Belli etmezdim. Anneme ait bir huydu bu. Ev halkı aşinaydı kalp krizlerine
annemin. Alışkındı her biri. Bir ben alışamadım. Her kriz geçirişte yüreğim
ağzıma gelirdi.
En
küçükleri bendim. Bütün korkular bana yüklenmişti. Tıpkı büyüklerime olmayan
giysilerin bana verilişi gibi. Annemin ilk kriziyle altı yaşında tanıştım.

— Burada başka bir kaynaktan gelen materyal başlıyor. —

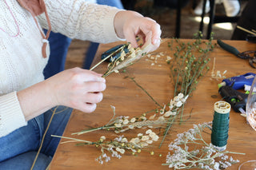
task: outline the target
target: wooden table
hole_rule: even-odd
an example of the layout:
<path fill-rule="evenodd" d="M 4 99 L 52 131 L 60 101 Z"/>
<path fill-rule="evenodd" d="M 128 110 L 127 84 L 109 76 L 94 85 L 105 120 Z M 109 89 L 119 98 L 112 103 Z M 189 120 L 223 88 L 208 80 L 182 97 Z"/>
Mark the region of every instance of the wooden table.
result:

Yüzünde renk kalmamıştı. Sofanın ortasına yatırmışlardı. Eski bir kilim
üzerine. Ben bir köşede kimsenin duyamayacağı bir sesle ağlıyordum içimi
çekerek. Babam annemin deyimiyle “payitaht”a (İstanbul) gitmişti malzeme almak
için.
Her
Ocak ayının ikinci haftası payitahttan malzeme almak için yola çıkardı babam
trenle. Akşamdı. Kardeşlerim dedemin yanındaydı öteki büyük odada. Erkeklerin
yemek yediği, çay içip sohbet ettiği, misafirlerin ağırlandığı o odaya kadınlar
sadece yemek götürmek ve temizlik için girerdi. Ben sevmezdim o odayı.
Erkeklerden kimsenin de umurunda değildi.
Dedem
“Ula kerata sen ganayahlı mısın?” derdi. Kadınlar “ganayahlı”ydı dedemde çünkü.
Ben ana kuzusuydum. Babaannem küçük amcamı bir kızakçı bulmak için dışarı
göndermişti. Ben ve annemden başka kimse yoktu sofada. Yanına yaklaşmaya
korkuyordum. İdare lambasının gösterdiği kadar görebiliyordum göğsünün inip
kalktığını. Yaşıyordu.
Şimdiki
gibi otomobiller yoktu. Yazın faytonla, kışın atlı kızaklarla ulaşım
sağlanırdı. Sabahtan beri yağan kar durmuş kuru bir ayaz hâkimdi şehre. Annemi
bindirdik kızağa, üstüne bir kilim örttük.. amcam kızakçının yanına oturmuş,
ben de annemin baş ucuna büzülmüştüm.. ya biz şehrin bir ucundaydık ya
hastahaneyi bizim evin çok uzağına kurmuşlardı. Bizim muhit hastahaneye ne
kadar uzaksa mezarlığa o kadar yakındı.
Bir
saate yakın sürdü yolculuğumuz.. Kızakçı annemi sarsmamak için elinden
geldiğince itina ediyordu. Her zaman
şahidi olduğum bir tek küfür çıkmadı ağzından adamın, at tökezler gibi
olduğunda.
Ay
ışığında rengi daha bir uçuktu annemin. Hıçkırıklarımı içime atabiliyordum, ama
gözyaşlarımın yanaklardan sızmasına engel olamıyordum. İyice yaklaşmış, nefes
alıp almadığına bakmak istemiştim. Yaşıyordu.. sevincin-üzüntüyle sarmaş dolaş
olduğu anlardan birini yaşadım..
Gözlerini
araladı annem.. göz göze geldik. İyice eğildim. Dudakları kıpırdıyordu.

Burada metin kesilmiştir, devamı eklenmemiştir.